Conservation vs. deceit about ‘energy crisis’

Commentary by PAT MURPHY


Is it naive to ask why is it that given the chance, the Bush-Cheney White House will scoff at the environment and find ways to roll back protections of Mother Earth?

Look at the record of just 100 days.

President Bush broke his campaign promise to impose tougher carbon dioxide emission controls.

Had it not been for furor among Republicans, President Bush and Vice President Dick Cheney would’ve abrogated testing for salmonella in school lunches and tougher standards for arsenic in drinking water.

Bush and Cheney abandoned the Kyoto Treaty on global warming, saying it was impractical. Impractical?
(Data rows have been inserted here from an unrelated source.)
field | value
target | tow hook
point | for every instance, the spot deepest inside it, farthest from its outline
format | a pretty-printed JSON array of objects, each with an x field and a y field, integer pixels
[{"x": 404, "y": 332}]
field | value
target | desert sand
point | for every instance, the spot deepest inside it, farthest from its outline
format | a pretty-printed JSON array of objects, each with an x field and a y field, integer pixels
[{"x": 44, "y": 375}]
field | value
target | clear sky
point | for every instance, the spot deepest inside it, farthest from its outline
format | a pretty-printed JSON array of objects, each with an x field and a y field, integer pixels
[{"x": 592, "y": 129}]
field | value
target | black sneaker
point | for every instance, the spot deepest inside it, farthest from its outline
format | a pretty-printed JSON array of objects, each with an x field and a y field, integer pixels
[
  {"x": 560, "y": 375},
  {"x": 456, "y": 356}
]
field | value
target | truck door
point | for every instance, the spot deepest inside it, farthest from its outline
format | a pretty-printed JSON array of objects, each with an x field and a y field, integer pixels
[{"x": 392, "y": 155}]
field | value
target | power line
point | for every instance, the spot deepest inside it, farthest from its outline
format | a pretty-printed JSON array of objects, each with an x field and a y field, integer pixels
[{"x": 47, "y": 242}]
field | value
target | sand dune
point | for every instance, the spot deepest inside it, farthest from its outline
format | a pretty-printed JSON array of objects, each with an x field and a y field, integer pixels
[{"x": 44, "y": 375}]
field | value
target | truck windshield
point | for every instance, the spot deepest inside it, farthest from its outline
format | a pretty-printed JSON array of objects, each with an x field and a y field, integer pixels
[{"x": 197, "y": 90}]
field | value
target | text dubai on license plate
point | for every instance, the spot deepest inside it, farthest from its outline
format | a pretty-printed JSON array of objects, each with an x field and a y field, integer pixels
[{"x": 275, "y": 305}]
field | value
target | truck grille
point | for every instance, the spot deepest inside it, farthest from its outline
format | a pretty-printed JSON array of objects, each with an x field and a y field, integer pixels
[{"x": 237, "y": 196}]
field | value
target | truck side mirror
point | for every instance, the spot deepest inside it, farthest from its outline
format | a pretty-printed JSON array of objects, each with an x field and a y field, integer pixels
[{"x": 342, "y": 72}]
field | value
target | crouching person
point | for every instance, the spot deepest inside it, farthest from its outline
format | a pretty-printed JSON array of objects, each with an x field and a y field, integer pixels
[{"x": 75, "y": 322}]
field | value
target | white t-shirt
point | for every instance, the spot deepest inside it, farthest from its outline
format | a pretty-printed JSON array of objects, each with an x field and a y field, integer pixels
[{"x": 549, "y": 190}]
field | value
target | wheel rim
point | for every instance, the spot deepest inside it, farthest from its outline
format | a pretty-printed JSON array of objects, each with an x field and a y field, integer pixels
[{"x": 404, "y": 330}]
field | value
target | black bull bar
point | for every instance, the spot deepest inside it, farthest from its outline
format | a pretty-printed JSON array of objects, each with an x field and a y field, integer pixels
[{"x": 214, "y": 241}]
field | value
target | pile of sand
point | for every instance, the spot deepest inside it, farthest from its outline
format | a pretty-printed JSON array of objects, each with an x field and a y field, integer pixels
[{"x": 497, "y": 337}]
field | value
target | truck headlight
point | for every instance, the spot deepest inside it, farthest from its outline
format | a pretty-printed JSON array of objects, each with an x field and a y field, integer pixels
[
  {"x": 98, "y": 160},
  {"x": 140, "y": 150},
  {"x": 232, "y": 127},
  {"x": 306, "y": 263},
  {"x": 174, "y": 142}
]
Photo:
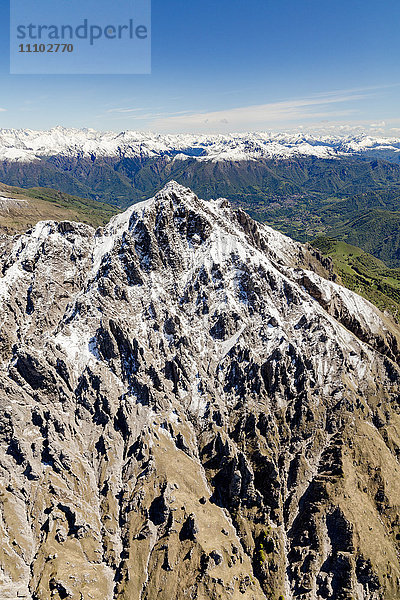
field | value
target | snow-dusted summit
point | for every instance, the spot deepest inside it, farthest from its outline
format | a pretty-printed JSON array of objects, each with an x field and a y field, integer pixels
[
  {"x": 191, "y": 408},
  {"x": 27, "y": 145}
]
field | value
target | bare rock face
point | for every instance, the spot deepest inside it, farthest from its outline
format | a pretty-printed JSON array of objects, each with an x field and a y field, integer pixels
[{"x": 192, "y": 408}]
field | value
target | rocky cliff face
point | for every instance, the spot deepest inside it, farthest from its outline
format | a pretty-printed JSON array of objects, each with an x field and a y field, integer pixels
[{"x": 191, "y": 408}]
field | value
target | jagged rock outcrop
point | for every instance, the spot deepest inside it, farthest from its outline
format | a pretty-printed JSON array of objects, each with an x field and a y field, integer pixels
[{"x": 192, "y": 408}]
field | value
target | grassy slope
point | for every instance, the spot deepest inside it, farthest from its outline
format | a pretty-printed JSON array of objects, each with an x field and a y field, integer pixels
[
  {"x": 364, "y": 274},
  {"x": 38, "y": 204}
]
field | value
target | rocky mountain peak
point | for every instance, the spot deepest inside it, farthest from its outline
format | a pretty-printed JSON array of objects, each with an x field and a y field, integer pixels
[{"x": 192, "y": 407}]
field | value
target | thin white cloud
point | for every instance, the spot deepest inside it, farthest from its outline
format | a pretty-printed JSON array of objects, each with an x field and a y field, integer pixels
[
  {"x": 262, "y": 116},
  {"x": 124, "y": 110}
]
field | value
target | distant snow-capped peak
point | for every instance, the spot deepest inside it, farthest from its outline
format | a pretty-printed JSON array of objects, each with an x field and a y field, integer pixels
[{"x": 26, "y": 145}]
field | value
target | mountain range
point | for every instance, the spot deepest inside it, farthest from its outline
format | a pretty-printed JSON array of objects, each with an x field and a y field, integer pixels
[
  {"x": 192, "y": 407},
  {"x": 305, "y": 186}
]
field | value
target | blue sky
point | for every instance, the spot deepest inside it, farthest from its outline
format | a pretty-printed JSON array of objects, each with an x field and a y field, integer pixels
[{"x": 237, "y": 65}]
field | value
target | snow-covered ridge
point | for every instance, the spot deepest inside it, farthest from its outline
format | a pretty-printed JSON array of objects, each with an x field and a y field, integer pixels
[{"x": 26, "y": 145}]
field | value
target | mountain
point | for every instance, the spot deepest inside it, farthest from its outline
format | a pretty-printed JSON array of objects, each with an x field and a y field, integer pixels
[
  {"x": 250, "y": 168},
  {"x": 29, "y": 145},
  {"x": 363, "y": 273},
  {"x": 305, "y": 186},
  {"x": 21, "y": 208},
  {"x": 193, "y": 408}
]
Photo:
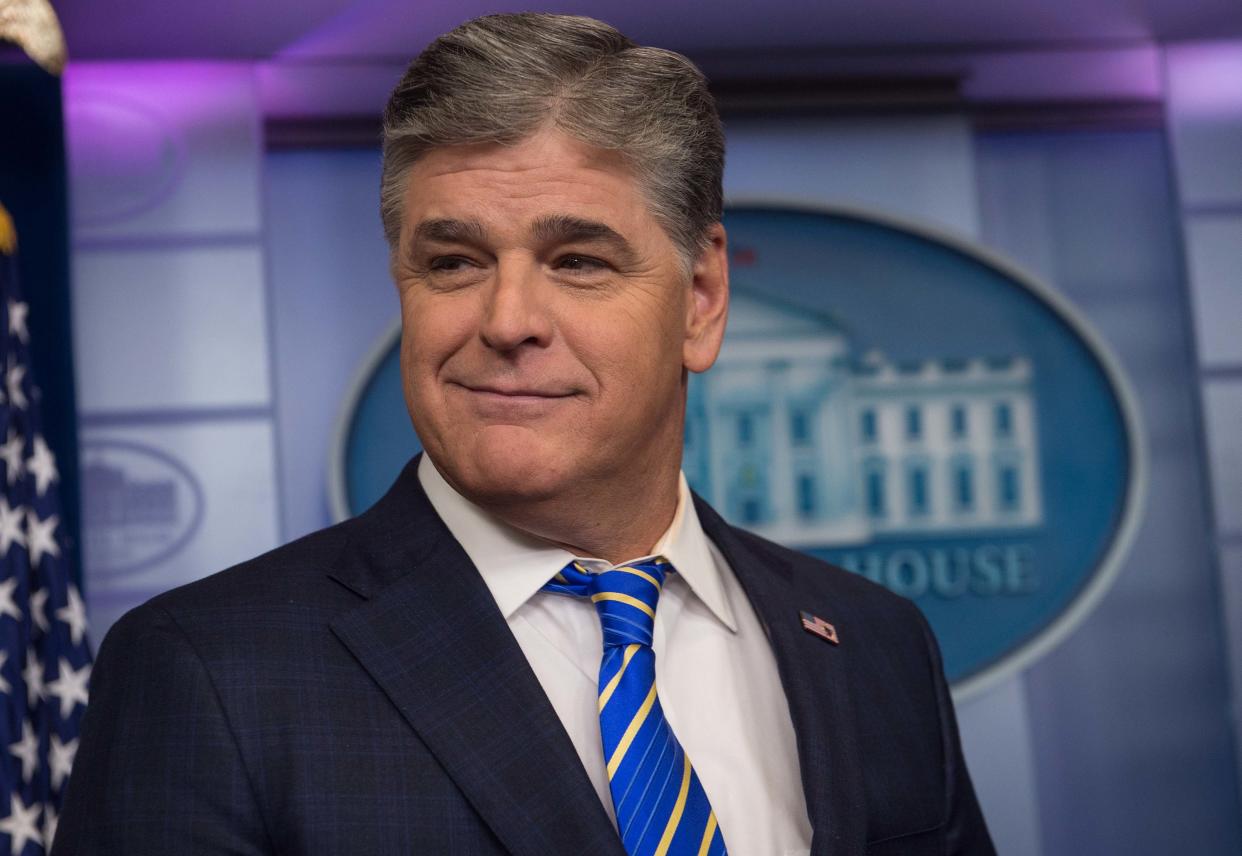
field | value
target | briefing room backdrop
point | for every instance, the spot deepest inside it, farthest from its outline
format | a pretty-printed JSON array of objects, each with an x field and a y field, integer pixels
[{"x": 226, "y": 292}]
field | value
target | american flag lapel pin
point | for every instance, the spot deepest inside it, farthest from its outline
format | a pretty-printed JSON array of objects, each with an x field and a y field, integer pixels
[{"x": 814, "y": 624}]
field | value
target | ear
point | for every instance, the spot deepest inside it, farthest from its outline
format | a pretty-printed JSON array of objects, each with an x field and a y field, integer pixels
[{"x": 708, "y": 306}]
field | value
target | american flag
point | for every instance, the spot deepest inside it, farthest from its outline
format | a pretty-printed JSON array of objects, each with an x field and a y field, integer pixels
[{"x": 45, "y": 662}]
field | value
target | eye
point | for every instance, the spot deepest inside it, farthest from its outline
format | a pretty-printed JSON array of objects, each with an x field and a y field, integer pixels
[
  {"x": 448, "y": 264},
  {"x": 580, "y": 264}
]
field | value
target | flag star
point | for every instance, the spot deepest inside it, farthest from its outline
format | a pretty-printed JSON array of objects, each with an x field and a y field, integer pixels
[
  {"x": 21, "y": 825},
  {"x": 27, "y": 751},
  {"x": 18, "y": 311},
  {"x": 42, "y": 465},
  {"x": 39, "y": 608},
  {"x": 50, "y": 821},
  {"x": 70, "y": 687},
  {"x": 40, "y": 538},
  {"x": 61, "y": 759},
  {"x": 73, "y": 615},
  {"x": 34, "y": 677},
  {"x": 6, "y": 605},
  {"x": 11, "y": 454},
  {"x": 13, "y": 380},
  {"x": 10, "y": 527}
]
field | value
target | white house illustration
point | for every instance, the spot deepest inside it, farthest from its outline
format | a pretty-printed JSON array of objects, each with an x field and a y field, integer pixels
[{"x": 796, "y": 439}]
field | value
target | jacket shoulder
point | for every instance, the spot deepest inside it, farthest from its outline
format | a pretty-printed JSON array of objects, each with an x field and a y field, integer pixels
[{"x": 293, "y": 575}]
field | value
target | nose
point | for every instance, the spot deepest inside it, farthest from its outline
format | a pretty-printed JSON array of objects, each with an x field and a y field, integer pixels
[{"x": 514, "y": 312}]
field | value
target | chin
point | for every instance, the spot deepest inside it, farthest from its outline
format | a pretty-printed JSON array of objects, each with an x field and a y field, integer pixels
[{"x": 507, "y": 468}]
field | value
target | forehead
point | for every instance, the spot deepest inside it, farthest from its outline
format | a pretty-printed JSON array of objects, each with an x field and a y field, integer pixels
[{"x": 548, "y": 172}]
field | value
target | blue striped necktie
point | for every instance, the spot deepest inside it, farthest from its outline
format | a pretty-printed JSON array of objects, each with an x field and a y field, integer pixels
[{"x": 658, "y": 801}]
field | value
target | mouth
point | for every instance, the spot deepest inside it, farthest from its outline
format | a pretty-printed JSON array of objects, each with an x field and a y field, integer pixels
[
  {"x": 516, "y": 393},
  {"x": 504, "y": 401}
]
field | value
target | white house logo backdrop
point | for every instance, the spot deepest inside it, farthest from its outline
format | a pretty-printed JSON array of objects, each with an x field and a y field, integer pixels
[{"x": 894, "y": 403}]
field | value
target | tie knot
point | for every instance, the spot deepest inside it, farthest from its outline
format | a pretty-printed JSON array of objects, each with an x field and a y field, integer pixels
[{"x": 625, "y": 598}]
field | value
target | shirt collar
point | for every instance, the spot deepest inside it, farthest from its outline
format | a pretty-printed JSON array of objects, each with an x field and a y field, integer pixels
[{"x": 514, "y": 564}]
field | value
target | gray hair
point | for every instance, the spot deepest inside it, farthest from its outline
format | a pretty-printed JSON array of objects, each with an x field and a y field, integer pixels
[{"x": 499, "y": 78}]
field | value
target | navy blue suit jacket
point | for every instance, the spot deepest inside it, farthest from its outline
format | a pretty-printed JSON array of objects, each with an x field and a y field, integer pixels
[{"x": 358, "y": 692}]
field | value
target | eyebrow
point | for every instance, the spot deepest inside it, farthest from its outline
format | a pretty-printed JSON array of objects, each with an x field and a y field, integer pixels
[
  {"x": 549, "y": 230},
  {"x": 568, "y": 229},
  {"x": 444, "y": 230}
]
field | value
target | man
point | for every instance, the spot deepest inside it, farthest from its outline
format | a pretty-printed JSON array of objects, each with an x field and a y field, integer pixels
[{"x": 471, "y": 666}]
The outer space missile defense shield has been called impractical, too, but Bush-Cheney forge briskly ahead with that scheme.

Bush and Cheney are crippling the Endangered Species Act by stripping the Interior Department of funds to enforce court rulings.

And to legitimatize air and water pollution, Bush and Cheney declared a national "energy crisis" and called for waiving pollution standards to allow speedy construction of some 1,300 more power plants, digging up more coal and drilling for more oil.

And as a further rebuke, Bush and Cheney have essentially pooh-poohed energy conservation as a sensible and profitable goal.

(I ascribe all this to "Bush and Cheney" since credible evidence suggests that Bush, known for light thinking, merely follows policies crafted by Cheney.)

Cynics can be excused for suspecting that Bush and Cheney, both onetime oil men, are concocting ways for handing corporate cronies in energy new riches in the guise of serving America’s energy needs.

Yet, because of overwhelming public support of environmental concerns, conservation is a U.S. ethic ¾ among other accomplishments, autos now average 20 mpg; urban air and water quality has been improved dramatically; household appliances require less energy; use of recycled newsprint for newspapers is soaring.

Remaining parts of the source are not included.